A day away from Mia. He needed to clear his mind.
He shoved his hands deep into his pockets. He should have taken the three to five a.m. shift for all the sleep he’d got. Images of Mia had floated through his mind despite him trying to shut them out, despite practising deep breathing and attempting relaxation. Hell, he’d come to these islands to avoid women and life had been easy. He wasn’t going to let one nurse change that.
As he pushed the clinic door open he heard Jimmy calling out.

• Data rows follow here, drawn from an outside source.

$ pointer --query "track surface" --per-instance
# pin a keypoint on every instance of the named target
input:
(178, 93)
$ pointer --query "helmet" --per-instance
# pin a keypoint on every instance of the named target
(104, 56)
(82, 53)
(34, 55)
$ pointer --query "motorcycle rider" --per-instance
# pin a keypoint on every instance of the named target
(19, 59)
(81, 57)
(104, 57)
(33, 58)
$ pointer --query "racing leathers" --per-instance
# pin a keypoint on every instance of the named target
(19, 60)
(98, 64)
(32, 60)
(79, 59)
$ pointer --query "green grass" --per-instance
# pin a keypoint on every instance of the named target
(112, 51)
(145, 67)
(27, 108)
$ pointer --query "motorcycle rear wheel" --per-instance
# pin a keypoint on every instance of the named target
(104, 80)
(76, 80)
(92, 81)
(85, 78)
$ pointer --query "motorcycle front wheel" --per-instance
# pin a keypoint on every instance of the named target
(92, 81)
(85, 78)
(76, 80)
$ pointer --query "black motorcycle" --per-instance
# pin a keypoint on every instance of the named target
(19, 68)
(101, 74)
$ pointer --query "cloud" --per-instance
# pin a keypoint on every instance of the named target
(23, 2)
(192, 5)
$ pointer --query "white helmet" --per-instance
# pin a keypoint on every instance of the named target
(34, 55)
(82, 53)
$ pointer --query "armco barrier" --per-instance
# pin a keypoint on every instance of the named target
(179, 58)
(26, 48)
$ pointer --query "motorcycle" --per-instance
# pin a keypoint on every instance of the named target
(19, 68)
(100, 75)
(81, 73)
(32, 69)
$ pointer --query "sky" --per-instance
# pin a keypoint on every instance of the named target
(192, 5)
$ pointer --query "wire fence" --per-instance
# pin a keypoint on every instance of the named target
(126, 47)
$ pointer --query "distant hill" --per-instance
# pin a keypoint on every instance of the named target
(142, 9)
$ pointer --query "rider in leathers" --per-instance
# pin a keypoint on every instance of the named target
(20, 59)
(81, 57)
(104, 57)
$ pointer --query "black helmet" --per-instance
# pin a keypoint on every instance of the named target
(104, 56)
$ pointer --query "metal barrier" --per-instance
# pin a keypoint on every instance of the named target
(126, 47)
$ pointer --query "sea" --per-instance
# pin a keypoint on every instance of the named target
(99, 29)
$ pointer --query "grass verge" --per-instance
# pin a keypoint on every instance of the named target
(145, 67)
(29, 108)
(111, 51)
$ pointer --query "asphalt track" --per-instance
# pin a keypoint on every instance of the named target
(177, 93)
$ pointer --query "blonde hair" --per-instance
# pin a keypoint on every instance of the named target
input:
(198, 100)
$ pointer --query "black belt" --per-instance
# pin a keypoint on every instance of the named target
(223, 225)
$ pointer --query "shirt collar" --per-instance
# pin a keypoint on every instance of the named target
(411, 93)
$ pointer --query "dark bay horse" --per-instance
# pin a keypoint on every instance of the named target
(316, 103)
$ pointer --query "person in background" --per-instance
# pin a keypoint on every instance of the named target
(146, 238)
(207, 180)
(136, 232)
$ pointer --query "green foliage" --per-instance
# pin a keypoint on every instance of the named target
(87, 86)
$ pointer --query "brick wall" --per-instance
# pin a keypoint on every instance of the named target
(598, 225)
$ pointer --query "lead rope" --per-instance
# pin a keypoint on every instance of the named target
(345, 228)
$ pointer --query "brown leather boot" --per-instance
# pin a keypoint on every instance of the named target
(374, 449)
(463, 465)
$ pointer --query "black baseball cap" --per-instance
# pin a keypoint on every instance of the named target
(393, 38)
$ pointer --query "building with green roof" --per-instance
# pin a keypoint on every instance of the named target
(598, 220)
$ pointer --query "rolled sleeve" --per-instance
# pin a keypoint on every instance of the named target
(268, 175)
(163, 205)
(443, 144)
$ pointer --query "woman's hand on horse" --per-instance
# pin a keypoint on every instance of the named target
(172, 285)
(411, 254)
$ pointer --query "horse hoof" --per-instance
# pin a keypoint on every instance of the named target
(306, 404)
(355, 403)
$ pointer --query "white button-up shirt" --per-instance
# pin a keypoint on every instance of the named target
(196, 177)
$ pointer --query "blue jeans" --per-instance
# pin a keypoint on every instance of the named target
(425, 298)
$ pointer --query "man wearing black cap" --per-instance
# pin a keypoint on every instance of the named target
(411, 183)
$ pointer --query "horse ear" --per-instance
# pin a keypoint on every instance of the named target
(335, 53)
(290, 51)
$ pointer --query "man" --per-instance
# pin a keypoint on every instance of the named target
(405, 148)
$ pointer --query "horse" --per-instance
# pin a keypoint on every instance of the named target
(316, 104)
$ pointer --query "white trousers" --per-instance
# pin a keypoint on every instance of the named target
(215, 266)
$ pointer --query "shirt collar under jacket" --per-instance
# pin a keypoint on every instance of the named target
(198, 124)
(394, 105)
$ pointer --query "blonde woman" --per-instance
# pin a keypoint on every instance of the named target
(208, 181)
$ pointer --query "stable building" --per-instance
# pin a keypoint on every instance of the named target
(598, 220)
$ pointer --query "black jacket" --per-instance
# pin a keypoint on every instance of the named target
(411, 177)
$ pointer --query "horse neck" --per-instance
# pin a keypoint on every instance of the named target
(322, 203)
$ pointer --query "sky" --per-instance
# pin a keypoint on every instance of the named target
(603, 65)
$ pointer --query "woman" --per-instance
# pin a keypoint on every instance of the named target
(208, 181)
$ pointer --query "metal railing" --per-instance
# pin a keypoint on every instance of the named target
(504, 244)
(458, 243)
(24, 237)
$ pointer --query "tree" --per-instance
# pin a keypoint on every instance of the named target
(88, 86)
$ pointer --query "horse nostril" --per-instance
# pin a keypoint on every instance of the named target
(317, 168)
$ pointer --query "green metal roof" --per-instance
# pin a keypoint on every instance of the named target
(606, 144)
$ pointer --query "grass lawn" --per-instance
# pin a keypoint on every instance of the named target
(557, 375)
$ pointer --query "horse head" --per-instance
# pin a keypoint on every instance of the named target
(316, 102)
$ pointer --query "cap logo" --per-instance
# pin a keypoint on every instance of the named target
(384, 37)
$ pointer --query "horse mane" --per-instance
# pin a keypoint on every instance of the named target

‘Mia, is there more toast?’
Relief settled over him. He’d made the right decision in not evacuating Jimmy. A boy with a healthy appetite was a great sign.
Mia appeared from the kitchen holding a tray with cereal, milk and fruit. ‘Good morning.’ A warm smile tinged with familiar tension washed across her face. ‘I hope you ate breakfast at home because the way Jimmy is eating, my supplies are dwindling at a rapid rate.’
Her tinkling laugh spun around him, pulling at him with its intoxicating, sweet sound. For a woman who’d been up half the night she had no right to look so fresh and alluring. Her face, free from make-up, shone with a healthy glow, and her hair framed her cheeks, not yet pulled back into its usual neat ponytail.
He’d called into the clinic at three a.m. but Jimmy had been stable and sleeping and she’d sent him away, promising to catch a few hours’ sleep herself. He took the tray from her. ‘I learned the hard way and now I have a secret stash of food.’
‘Ah, yet another trick of remote medicine I have to learn.’ She pulled a tiny spiral notebook and pencil out of her pocket and wrote ‘Food supplies’ in it, under a list of other short notes, the bridge of her nose creasing in concentration.
The action surprised him. He’d understand if she wrote down a reminder for a drug order or something related to work, but some extra food?
She caught him staring at her and she quickly flicked the notebook closed, jamming it back in her pocket as if caught out doing something wrong. ‘Let’s give the boy round three of his breakfast.’
Jimmy sat crossed-legged on the bed, crumbs scattered all around him.
‘Is that all that’s left of three slices of toast and Vegemite?’ Mia teased as she brushed away the crumbs. ‘I had a brother who had hollow legs like you. He used to eat and eat and eat.’
Flynn slid the tray onto the over-bed table, wondering about the words ‘had a brother’. Wouldn’t people normally say, ‘My brother used to have hollow legs like you’? ‘Tuck into this, mate, and then I’ll come back and have a look at your dressing, OK?’
Jimmy bit into a yellow banana and nodded as Flynn motioned for Mia to leave the room with him.
He strode into the kitchen and plugged in the coffee-machine. ‘I need a cappuccino—what about you?’
‘That sounds great.’ Mia cut two slices of hearty wholemeal bread and dropped them into the toaster. ‘So, will Jimmy be discharged home to rest today or do you want to keep him in a bit longer so that his wound can be kept clean and dry?’
Flynn glanced at her over the top of the opened fridge door, knowing what she was really asking. ‘Have you done many home visits yet?’
She nodded, her teeth snagging her bottom lip. ‘A few. I’ve worked in disadvantaged areas in Tasmania but I was pretty shocked by the state of some of the houses here and the overcrowding.’